In Praise of Clutter
May 09, 2017 - Inspiration
Do you ever look at interiors magazines and think ‘that’s very nice, but where is all of their stuff?’ or ‘does anyone live here or is it just a show home?’. I mean, lots of those very tidy, John Pawsonesque houses are elegant and nice to look at, but without stuff everywhere they lack soul. In some ways I admire the idea that you can own very little stuff and display even less. But I’ve been a hoarder since I was a child when I would collect everything; sweets I liked the look of and so couldn’t eat, tickets, souvenirs, packaging, even beer mats (long before I could drink the stuff). I’d display all of this stuff in my room and change it whenever I tired of it or could find nothing else to do.
I think clutter at home or in the office is underestimated. It says something about the people that live and work there. Almost everything you own has a story, whether you realise it or not and this is why it deserves to be displayed. Some objects such as your old passport tell obvious stories, others have a quieter presence….that book of matches you picked up on your first trip to Rome, those weird sweets you used to love. Either way, the objects that make up our clutter define who we are in much more interesting ways than the art on our walls, the clothes that we wear or the cars that we drive. These little bits and bobs -mugs, match boxes, tickets, pencils- are the layers of our life that tell our friends and family about us and, displayed correctly, can really add character and warmth to a place. They’re the things that make people linger, than remind them that people occupy the space, that truly reveal who we are and what we like.

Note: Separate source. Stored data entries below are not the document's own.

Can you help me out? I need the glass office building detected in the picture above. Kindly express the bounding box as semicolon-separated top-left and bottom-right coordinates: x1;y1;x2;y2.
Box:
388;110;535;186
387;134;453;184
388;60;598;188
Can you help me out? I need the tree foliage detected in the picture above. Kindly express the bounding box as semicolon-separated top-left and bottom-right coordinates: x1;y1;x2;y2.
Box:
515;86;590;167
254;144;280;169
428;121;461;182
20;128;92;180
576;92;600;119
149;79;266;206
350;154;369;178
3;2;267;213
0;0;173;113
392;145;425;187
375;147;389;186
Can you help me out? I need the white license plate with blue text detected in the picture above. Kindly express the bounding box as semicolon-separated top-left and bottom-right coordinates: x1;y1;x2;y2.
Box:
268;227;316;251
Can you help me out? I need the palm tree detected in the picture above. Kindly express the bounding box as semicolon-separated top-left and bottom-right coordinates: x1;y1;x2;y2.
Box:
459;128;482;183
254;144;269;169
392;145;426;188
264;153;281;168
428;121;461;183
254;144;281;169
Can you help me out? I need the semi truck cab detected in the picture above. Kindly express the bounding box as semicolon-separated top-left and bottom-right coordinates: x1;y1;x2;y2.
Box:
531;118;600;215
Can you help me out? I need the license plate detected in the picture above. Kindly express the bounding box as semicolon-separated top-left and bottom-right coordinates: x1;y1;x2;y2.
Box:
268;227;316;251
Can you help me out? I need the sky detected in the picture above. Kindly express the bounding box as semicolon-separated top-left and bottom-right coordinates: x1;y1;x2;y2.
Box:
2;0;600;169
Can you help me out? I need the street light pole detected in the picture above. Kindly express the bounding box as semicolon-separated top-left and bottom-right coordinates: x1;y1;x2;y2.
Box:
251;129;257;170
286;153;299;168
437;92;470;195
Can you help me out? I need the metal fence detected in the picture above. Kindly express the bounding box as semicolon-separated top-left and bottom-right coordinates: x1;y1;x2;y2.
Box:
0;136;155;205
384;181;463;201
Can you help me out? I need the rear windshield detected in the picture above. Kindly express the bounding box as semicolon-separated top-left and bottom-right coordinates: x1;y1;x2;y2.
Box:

Of course, there’s something great about a good clean-out and I’ve just enjoyed a really good Spring Clean (I took four big boxes to the charity shop). You have to be in a fairly ruthless mood to affect a really good Spring Clean. But the best bit is that you discover stuff that you’d forgotten you had that can make for new displays. The disadvantage of clutter? We’ll, it’s hell to clean. But a bit of dust never hurt anyone.